When still working with Windows, until August 2019, my text editor of choice was mdiNotepad, written by Tom Kostiainen. It had a simple and effective way to type often occurring strings with just a few keystrokes. I don’t remember how exactly it worked, but it did.
Now under Linux, and for a longer time already for my web server
before under FreeBSD, my editor of choice is nano
.
Its current versions (I have 4.8 under Mint, 5.8 under FreeBSD) are
quite powerful, with search-and-replace, also using regular expressions
when preferred, full Unicode support, syntax highlighting, etc. But it
doesn’t have a usable macro facility.
Yes, you can record and replay one series of keystrokes,
but that is forgotten as soon as you leave the program. That makes it
virtually unusable.
Macros are perhaps also called shortcuts, fast keys, or snippets –
a term I learned recently, in the context of Gnome’s and Ubuntu’s
Gedit
. And Sublime Text also has that.
So I thought nano
hasn’t. But
it has! Search strings in that link:
“record a macro”, and Marco Diego, who is actually one of the
maintainers of nano
.
You can bind keystrokes to a string, a command, or a combination
of both.
It’s great! See the output of man 5 nanorc
, the
section entitled REBINDING KEYS, for full details.
I used it to get this:
<a href="" target=></a>
In my ~/.config/nano/nanorc
I have this to
achieve that:
bind F21 " <a href=""^M target=></a>^[[D^[[D^[[D^[[D^[[D^[[A" all
Some noteworthy points:
F21 stands for shift-F9, so add 12. The docs say it works on some machines. Does on mine.
Note that nano quite smartly handles my embedded "" within a string enclosed in " ", without requiring any escape method.
The string can include cursor movements. I used this so after invoking the “a href” syntax, the cursor is put between the two double quotes enclosing the URL, ready for typing or (more commonly) pasting.
To enter a cursor command, first type M-V (the M is for meta, M- stands for holding the left Alt-key, or pressing Esc once).
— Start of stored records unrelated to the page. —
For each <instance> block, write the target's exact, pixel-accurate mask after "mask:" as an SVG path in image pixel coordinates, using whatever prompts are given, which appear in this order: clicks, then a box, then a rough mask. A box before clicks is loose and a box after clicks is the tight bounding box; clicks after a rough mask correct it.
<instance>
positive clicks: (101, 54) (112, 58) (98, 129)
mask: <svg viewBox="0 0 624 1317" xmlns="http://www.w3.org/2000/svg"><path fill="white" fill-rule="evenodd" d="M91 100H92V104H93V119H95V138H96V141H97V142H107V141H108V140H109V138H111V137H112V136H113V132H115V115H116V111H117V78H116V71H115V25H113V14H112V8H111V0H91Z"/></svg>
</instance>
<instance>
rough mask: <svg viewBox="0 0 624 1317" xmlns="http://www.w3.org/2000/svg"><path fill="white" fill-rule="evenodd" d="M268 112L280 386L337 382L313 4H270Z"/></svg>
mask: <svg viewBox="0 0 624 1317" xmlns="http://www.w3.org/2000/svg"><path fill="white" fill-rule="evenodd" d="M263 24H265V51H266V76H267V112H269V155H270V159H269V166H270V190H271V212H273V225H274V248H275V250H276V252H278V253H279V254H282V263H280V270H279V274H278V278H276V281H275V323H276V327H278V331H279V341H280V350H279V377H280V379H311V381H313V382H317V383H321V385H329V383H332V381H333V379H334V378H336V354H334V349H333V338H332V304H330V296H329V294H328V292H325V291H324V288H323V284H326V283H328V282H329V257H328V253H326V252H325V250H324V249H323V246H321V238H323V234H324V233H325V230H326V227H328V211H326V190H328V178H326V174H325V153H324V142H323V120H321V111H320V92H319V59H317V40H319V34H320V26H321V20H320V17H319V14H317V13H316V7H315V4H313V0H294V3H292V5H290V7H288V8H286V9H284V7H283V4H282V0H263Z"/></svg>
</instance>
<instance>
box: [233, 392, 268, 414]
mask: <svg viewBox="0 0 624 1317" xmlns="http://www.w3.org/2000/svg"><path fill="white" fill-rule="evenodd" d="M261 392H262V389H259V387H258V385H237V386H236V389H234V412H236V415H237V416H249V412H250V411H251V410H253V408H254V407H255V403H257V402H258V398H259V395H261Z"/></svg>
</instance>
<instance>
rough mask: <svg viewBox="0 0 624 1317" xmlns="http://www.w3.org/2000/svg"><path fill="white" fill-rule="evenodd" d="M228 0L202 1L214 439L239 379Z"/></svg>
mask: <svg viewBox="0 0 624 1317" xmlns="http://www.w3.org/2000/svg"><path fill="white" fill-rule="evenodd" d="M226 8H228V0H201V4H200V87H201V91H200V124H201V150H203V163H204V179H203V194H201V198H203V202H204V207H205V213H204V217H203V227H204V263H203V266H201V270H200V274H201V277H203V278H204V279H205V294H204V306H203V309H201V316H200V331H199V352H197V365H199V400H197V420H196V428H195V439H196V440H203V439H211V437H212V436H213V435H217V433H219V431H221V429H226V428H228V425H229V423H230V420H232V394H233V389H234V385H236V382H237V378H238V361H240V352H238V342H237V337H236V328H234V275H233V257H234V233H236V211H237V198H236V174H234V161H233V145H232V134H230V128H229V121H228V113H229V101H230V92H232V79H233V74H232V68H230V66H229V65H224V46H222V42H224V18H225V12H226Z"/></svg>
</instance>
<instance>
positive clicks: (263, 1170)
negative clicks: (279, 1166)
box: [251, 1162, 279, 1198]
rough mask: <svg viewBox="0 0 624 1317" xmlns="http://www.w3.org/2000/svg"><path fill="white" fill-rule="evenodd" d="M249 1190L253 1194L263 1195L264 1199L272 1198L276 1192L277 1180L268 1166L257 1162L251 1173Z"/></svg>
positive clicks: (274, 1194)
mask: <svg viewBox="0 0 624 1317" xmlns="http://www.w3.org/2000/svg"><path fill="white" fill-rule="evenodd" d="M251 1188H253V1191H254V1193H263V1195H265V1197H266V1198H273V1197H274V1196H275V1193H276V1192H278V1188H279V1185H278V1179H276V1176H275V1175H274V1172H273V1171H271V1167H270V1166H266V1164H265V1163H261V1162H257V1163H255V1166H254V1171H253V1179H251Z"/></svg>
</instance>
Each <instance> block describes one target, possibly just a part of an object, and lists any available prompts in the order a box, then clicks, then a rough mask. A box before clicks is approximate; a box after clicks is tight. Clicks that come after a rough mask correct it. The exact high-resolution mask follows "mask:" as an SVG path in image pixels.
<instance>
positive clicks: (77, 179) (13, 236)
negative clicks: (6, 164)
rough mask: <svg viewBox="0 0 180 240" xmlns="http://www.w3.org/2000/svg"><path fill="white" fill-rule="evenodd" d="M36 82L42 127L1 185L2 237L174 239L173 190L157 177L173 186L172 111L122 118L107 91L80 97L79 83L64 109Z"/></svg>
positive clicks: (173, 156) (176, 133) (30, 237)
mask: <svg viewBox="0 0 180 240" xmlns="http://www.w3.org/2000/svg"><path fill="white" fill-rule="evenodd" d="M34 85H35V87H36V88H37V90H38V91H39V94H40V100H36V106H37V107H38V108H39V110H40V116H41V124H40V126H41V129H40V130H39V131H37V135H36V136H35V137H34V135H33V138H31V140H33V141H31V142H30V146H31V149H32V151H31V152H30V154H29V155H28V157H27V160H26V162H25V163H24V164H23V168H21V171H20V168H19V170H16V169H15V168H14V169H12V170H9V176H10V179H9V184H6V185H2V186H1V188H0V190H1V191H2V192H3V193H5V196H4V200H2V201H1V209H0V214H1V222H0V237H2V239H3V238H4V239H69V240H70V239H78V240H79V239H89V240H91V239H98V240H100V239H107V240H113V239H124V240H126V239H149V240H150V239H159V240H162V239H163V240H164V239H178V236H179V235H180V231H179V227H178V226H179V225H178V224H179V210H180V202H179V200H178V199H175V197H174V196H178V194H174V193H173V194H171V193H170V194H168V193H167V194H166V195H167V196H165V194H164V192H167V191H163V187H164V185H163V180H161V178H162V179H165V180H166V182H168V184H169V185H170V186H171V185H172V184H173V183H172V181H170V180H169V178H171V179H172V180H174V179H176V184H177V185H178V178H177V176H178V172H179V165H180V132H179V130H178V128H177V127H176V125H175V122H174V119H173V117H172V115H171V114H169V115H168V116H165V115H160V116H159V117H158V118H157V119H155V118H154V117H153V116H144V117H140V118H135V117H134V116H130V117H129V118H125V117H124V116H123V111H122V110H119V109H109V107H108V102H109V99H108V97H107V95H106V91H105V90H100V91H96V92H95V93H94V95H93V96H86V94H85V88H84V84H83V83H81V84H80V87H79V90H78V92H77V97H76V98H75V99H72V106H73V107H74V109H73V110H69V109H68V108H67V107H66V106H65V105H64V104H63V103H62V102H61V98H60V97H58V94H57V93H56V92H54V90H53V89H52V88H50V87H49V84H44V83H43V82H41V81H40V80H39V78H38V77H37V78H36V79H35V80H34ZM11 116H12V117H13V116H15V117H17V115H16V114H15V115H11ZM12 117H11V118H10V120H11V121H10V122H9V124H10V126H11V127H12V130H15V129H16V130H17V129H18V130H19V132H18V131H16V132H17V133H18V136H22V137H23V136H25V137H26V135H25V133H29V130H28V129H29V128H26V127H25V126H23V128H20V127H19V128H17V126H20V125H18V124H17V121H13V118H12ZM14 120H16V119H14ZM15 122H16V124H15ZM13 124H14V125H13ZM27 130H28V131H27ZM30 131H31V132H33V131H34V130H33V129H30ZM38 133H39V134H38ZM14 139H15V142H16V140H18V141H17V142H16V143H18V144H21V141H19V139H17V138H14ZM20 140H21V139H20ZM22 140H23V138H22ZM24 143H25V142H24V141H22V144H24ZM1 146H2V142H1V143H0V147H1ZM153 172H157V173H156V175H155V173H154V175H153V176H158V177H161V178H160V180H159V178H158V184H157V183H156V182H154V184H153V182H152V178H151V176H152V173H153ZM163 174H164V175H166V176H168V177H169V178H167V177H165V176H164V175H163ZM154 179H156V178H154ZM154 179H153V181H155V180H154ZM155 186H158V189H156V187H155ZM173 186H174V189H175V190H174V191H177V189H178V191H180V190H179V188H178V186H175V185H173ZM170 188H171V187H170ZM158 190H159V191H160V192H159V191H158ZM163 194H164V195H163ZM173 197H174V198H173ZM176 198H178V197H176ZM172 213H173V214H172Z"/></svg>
This is to indicate that the next key press is to be interpreted verbatim. So pressing Alt-V-leftarrow places the cursor-left escape sequence into the file.
Unfortunately, if you need six such cursor commands, that somewhat complicated sequence has to be repeated six times, including the M-V for verbatim. However normally, this is a one-time operation, so it doesn’t matter much.
The string resulting from the shortcut key press can extend over lines. In my example,
<a href="" target=></a>
, I want the target and string on a separate line from the one containing the
URL, because that latter can be rather long. So in nano, while creating
my ~/.nanorc
or ~/.config/nano/nanorc
, I typed
M-V-return. In the editor display this looks like ^M, but it’s different
from an actual caret (^) followed by an M. When saving the file,
nano
writes a return character to the file: \r, CR, or in
hex: 13.
A complication may occur when you read the config file into nano
again, perhaps to amend it, because nano
, seeing the \r character
on its own, if that is in the first line of the file, thinks this is a text file
in Apple Macintosh style. Windows uses \r\n as its line terminator, Unix has \n,
and Mac uses just \r. When saving the file, nano
turns all other
line ends into \r as well, making the file invalid as a config file for
nano
. A config file must follow the Unix way of
indicating line ends.
Solution: when done editing, save the file by pressing ^O (ctrl-o), not crtl-s, then use M-M to disable Mac line ends. Open the file again, and repair any verbatim ^M line ends within a string, as described above.
To verify what was happening, I used od
, which reminded me
of writing this article about its unfortunate behaviour at option
-h
. Some people would insert the phrase “The rest is history”
here, but I find that a stupid cliché, so I don’t.